Vor 10 Jahren: Sony kauft Minolta

So ganz stimmt die Überschrift nicht, denn Sony hat nicht Minolta, sondern nur deren Kamerasparte gekauft. Konica Minolta gibt es freilich immer noch, aber sie sind eigentlich „nur noch“ in den Sparten Bürogeräte, Industrie, Planetarien und Medizintechnik usw. tätig. Den „optischen Bereich“ haben sie also eigentlich gar nicht so sehr verlassen.

Das Minolta-Logo war für mich schon als Kind ein ganz wunderbares – ich weiß bis heute eigentlich gar nicht so recht, warum, aber die Marke hatte mich immer fasziniert.
Bildquelle: Wikipedia Es mag eine unbewußte Indoktrination durch meine Eltern gewesen sein, die selbst eig immer alles von Minolta hatten (von einer kleinen Minox-Leidenschaft einmal abgesehen… und dem Blaupunkt-Wahn meines Vaters 😀 )

Minolta war übrigens fast seit Anbeginn ein deutsch-japanisches Joint-Venture, wie man es heute formuliert.
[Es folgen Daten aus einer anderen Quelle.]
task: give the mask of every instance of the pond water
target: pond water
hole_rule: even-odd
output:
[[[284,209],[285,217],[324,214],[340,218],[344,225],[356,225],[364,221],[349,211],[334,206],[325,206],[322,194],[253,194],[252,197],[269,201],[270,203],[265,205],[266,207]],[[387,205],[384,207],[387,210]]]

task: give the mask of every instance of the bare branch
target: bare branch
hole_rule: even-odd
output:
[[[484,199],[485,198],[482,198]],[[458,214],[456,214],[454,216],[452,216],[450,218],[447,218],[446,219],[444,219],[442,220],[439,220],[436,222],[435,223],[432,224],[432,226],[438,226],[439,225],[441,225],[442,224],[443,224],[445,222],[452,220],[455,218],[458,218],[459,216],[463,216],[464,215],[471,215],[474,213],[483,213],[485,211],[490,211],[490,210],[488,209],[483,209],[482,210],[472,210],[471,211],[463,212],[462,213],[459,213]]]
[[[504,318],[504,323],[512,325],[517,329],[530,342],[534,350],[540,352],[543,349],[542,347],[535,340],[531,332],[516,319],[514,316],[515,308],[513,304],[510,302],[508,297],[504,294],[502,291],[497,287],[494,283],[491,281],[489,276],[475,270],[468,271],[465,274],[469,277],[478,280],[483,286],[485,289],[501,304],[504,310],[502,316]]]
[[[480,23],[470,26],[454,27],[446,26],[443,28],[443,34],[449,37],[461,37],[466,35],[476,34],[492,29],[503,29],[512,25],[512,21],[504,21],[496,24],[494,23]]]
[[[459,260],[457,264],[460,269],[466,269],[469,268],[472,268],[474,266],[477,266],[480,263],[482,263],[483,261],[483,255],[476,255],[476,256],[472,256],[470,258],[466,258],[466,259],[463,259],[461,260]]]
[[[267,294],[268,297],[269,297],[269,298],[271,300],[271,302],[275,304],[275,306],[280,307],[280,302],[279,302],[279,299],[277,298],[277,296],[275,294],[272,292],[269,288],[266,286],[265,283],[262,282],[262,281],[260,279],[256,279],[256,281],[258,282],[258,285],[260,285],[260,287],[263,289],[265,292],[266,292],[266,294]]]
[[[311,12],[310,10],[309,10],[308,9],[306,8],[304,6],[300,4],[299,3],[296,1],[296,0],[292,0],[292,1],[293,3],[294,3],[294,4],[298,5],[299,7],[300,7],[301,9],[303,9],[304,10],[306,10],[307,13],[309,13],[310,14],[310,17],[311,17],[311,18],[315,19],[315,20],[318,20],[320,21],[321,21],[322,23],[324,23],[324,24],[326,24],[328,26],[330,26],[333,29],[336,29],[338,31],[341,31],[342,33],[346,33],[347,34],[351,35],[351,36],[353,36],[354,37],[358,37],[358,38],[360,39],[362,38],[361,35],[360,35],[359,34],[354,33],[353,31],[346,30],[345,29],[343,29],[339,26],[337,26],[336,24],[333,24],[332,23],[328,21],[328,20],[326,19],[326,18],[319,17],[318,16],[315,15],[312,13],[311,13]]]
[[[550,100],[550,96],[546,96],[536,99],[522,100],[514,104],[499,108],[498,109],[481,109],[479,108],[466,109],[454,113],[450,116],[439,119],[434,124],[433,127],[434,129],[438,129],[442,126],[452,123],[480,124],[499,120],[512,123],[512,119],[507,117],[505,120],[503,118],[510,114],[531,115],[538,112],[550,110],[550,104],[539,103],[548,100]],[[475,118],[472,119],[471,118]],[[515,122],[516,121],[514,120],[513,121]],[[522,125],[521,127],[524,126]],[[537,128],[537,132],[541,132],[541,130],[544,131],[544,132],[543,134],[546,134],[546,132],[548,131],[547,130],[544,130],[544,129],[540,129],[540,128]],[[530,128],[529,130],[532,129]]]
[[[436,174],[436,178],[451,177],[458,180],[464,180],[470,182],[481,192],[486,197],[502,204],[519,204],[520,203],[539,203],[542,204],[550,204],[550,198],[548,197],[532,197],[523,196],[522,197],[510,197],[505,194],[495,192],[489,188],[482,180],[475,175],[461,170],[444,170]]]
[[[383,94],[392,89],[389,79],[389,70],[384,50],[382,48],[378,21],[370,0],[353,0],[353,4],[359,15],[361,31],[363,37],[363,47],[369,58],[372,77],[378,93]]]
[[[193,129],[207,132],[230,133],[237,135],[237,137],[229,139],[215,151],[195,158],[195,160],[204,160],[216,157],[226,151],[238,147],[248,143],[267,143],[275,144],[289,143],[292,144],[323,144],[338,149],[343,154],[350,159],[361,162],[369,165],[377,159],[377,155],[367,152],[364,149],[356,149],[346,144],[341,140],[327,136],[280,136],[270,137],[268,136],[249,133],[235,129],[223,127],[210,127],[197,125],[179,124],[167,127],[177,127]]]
Also eine Kooperative. Und bevor ich mir jetzt einen absabble: hier ist, was die Wikipedia dazu hat:

Minolta war einer der ältesten Kamerahersteller Japans. Die Unternehmensgeschichte reichte zurück bis ins Jahr 1928, als Kazuo Tashima am 11. November 1928 das Nichi-Doku Shashinki Shōten (日独写真機商店, „japanisch-deutsches Kamerageschäft“) gründete. Im Juli 1931 wurde das Unternehmen in Molta KG („Mechanismus, Optik und Linsen von Tashima“) umbenannt und der Markenname Minolta („Mechanismus, Instrumente, Optik und Linsen von Tashima“) registriert. 1937 erfolgte eine weitere Umbenennung in Chiyoko (Chiyoda Kogaku Seiko Kabushiki Kaisha) beziehungsweise Chiyoda Kogaku. Erst seit Juli 1962 wurde allerdings die Bezeichnung Minolta Camera Company (Minolta Kabushiki Kaisha) auch als Firmenname genutzt.
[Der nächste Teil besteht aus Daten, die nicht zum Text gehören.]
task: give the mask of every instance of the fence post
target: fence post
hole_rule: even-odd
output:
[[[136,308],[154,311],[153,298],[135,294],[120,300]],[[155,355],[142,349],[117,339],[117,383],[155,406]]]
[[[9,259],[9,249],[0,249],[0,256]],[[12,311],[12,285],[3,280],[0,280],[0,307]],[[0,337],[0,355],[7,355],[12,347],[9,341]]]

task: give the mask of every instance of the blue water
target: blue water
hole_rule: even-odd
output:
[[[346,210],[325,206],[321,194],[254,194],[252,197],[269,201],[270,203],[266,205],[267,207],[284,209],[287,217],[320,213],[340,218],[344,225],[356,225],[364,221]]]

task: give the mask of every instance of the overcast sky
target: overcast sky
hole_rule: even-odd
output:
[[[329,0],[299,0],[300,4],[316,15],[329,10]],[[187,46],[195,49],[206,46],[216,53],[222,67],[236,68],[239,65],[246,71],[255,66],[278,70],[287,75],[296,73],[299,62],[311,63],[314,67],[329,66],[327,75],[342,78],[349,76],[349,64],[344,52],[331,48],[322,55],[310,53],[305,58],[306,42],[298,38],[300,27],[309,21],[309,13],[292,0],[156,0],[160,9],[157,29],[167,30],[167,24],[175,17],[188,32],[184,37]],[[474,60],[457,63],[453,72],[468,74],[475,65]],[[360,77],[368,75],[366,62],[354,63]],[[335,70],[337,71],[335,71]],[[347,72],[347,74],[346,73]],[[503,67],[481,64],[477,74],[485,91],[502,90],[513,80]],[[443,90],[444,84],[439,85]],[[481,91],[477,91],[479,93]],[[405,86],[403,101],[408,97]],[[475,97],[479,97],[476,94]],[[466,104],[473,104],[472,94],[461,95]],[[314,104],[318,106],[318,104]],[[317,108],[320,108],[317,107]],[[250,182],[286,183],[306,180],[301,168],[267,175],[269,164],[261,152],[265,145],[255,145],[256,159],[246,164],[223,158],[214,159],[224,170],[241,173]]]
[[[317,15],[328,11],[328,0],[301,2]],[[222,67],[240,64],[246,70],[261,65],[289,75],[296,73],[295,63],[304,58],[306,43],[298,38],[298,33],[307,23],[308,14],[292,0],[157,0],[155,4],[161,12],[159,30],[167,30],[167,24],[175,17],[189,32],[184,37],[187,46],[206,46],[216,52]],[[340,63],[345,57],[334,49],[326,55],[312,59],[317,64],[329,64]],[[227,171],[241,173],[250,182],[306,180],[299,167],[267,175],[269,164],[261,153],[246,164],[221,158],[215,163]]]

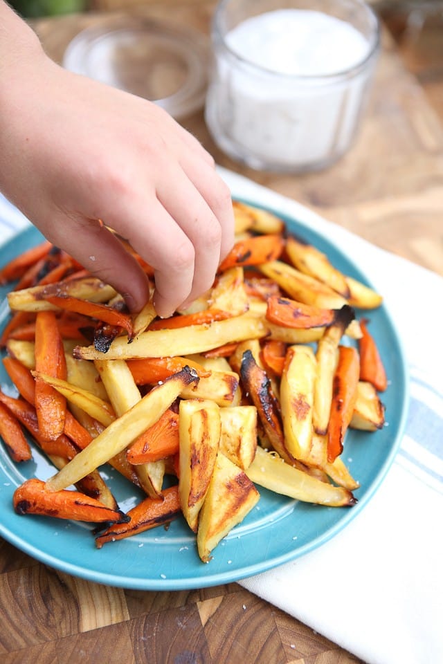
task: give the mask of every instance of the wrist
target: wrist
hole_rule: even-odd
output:
[[[0,116],[4,118],[16,90],[26,93],[33,72],[44,59],[47,56],[34,30],[0,0]]]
Auch mit Sony bin ich seit meiner Kindheit sehr verbunden. Ich hatte einen der ersten Walkman, mein erstes Kassettendeck war von Sony, mein erster CD-Player, ich habe alle 4 PlayStation und eine PSP, mein Fernseher ist von Sony und natürlich meine Kameras. Für mich war der Verkauf von Minoltas Kamerageschäft an Sony also schon ein wenig traurig, hat mich aber letztlich sooo sehr getroffen – was sowieso ein wenig albern ist, da es nur um Konsumgüter geht… aber so sind Menschen eben, sie hängen an sowas. Und das, obwohl Minolta eigentlich nie so richtig zu den wirklich Großen gehörte oder die besten Produkte im Angebot hatte – Minolta war eher eine Einsteiger-Marke. Erst sehr spät – und viele sagen: deutlich zu spät – hat sich Minolta auch dem Profimarkt zugewandt und z. B. Objektive für hohe Ansprüche entwickelt, Stichwort: „Weißer Riese“.
Aber, auch das sollte nicht unerwähnt bleiben: Minolta hatte auch eine der erfolgreichsten Spiegelreflex-Kameras im Start, nämlich die X-700. Ich meine sogar, daß es die am längsten und erfolgreichsten produzierte SLR jemals ist.

Sony hat auch das A-Bajonett und die Bezeichnung „Alpha“ von Minolta für die Kameras übernommen; zwar liegt das Hauptaugenmerk heute auf dem neuen E-Bajonett für die spiegellosen Kameras, das A, bzw. das Alpha ist aber geblieben.
Und so ganz allmählich entwickelt sich das Alpha-System endlich zu einem ernsthaften Konkurrenten für die alten Platzhirsche Canon & Nikon.